Artemisinin Combination Therapy (ACT) consists of two or more drugs with different types of action on the malaria parasite and is the recommended choice of treatment for P. falciparum malaria . Following this case, the Malaria Reference Laboratory is monitoring closely for further evidence of ACT treatment failure .
This case highlights the importance of malaria prevention for travellers, including good compliance with antimalarial prophylactic drug regimens, as the current preventive measures are more than 90% effective when used correctly.
Advice for travellers
Check our Country Information pages 'Malaria' section for the individual malaria risk recommendations at your destination.

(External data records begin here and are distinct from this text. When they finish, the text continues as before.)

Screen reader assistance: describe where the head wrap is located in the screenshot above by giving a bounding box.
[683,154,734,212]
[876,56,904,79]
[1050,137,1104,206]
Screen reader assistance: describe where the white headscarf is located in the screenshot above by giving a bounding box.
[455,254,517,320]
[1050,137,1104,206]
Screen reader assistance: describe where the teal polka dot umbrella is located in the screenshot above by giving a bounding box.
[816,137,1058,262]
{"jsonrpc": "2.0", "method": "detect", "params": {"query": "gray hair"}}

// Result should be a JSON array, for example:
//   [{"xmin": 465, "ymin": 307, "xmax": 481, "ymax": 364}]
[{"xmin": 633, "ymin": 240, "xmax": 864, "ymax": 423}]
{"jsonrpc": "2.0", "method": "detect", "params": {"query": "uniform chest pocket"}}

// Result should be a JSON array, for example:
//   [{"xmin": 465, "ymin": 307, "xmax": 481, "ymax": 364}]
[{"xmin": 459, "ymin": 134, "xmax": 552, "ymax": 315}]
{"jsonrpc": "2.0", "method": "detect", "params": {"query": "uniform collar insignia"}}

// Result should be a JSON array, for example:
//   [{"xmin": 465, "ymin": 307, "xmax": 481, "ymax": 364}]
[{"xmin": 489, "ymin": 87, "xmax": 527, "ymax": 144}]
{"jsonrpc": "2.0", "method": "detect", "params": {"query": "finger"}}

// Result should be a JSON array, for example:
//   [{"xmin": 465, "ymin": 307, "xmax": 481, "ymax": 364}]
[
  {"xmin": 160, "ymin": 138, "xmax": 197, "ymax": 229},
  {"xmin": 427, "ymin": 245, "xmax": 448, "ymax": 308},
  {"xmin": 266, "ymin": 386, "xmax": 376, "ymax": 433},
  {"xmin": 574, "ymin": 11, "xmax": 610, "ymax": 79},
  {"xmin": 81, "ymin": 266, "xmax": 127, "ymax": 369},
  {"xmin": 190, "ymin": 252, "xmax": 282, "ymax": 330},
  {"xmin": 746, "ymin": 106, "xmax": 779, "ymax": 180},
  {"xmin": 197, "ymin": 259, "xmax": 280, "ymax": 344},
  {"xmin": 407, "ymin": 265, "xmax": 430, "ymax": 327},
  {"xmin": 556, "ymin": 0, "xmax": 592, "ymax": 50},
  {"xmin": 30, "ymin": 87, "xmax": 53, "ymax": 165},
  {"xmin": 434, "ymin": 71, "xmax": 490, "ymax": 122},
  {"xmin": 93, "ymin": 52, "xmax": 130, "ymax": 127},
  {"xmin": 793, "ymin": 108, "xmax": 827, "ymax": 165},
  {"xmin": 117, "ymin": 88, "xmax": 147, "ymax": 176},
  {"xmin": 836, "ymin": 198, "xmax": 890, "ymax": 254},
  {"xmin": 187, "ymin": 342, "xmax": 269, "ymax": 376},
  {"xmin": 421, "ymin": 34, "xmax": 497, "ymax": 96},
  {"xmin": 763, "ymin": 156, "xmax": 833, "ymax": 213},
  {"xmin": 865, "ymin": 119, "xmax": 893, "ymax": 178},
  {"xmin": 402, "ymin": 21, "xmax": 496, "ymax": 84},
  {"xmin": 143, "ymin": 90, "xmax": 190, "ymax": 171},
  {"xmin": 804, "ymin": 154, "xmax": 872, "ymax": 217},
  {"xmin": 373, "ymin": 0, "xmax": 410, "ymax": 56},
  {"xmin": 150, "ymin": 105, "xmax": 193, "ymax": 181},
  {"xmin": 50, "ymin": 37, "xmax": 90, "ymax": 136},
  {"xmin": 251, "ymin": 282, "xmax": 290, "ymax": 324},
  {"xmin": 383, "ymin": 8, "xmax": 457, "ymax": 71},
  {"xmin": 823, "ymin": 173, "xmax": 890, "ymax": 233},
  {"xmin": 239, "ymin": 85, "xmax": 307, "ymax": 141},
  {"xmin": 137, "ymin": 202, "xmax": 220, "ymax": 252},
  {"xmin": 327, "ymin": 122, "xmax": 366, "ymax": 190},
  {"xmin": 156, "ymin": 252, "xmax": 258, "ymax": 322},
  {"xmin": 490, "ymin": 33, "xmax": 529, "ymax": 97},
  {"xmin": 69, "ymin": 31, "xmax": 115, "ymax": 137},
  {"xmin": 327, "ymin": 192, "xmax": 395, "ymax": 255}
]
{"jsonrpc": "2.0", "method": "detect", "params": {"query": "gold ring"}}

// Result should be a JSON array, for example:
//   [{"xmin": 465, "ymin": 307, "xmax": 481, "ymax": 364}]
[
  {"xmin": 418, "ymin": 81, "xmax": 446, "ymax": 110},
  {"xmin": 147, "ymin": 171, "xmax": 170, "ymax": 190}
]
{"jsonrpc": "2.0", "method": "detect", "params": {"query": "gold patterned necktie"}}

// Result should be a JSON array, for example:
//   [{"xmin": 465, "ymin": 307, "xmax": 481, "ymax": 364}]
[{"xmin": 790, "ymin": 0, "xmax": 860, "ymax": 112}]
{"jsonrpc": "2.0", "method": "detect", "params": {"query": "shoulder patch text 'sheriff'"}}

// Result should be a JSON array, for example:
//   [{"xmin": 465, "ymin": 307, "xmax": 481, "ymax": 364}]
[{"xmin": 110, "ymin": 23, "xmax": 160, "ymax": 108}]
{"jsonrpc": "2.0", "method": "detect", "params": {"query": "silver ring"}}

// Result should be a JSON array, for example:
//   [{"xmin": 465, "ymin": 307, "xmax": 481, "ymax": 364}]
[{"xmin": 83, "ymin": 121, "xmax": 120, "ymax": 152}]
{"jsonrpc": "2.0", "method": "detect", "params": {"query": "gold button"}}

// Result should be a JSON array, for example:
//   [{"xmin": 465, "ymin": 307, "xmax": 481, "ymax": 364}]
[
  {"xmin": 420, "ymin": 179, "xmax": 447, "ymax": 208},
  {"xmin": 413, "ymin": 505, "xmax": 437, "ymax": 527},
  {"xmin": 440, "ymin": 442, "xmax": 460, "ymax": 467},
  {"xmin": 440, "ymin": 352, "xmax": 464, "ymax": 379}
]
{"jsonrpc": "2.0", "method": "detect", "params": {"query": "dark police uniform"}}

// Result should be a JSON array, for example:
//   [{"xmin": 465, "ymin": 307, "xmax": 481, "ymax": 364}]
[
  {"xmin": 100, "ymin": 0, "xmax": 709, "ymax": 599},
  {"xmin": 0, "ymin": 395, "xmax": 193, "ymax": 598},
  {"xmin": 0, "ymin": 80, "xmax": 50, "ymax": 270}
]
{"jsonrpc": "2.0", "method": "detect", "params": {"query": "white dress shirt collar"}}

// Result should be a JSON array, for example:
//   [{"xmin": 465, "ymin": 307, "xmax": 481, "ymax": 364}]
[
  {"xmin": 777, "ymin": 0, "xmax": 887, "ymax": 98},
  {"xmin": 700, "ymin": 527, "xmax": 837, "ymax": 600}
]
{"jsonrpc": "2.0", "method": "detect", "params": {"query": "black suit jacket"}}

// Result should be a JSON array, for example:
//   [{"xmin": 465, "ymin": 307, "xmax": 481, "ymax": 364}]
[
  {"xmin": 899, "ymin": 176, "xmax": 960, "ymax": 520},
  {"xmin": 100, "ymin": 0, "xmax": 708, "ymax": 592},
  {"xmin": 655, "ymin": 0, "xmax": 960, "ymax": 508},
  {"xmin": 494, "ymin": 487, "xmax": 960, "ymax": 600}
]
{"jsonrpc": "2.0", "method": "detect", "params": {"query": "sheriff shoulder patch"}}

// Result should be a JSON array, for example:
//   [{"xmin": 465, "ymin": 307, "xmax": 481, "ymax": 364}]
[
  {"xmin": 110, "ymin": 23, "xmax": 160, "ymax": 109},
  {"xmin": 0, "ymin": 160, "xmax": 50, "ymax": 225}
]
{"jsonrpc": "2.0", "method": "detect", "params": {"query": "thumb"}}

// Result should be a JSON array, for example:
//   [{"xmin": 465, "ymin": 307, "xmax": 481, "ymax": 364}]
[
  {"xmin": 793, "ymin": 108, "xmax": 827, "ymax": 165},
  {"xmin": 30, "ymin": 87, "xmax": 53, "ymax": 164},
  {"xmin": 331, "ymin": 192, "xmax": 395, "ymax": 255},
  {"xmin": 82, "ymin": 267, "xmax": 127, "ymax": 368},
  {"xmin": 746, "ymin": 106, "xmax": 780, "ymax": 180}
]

If visiting malaria risk countries, make sure you always use mosquito bite avoidance measures (see insect bite precautions) and have the appropriate antimalarial tablets for your destination. This is very important, even if you were born and brought up in a malaria risk country and are returning to visit friends and family.
Remember to finish your course of antimalarial tablets when you return to the UK.
If you develop any symptoms such as high fever, flu like symptoms and severe headache, you must seek urgent medical attention, tell your doctor/health professional that you visited a malaria risk area and obtain a same-day malaria blood test.
Advice for health professionals
Clinicians are reminded to be vigilant and consider malaria in all unwell travellers returning from a malaria risk country, especially those with a fever or flu-like symptoms .
Expert advice on malaria treatment should be sought from the local Infectious Disease Unit. Cases of suspected antimalarial treatment failure must be discussed urgently; expert advice is also available from the Hospital for Tropical Diseases and the Liverpool School of Tropical Medicine.
All malaria-positives, from all geographical areas, should be confirmed in the Malaria Reference Laboratory.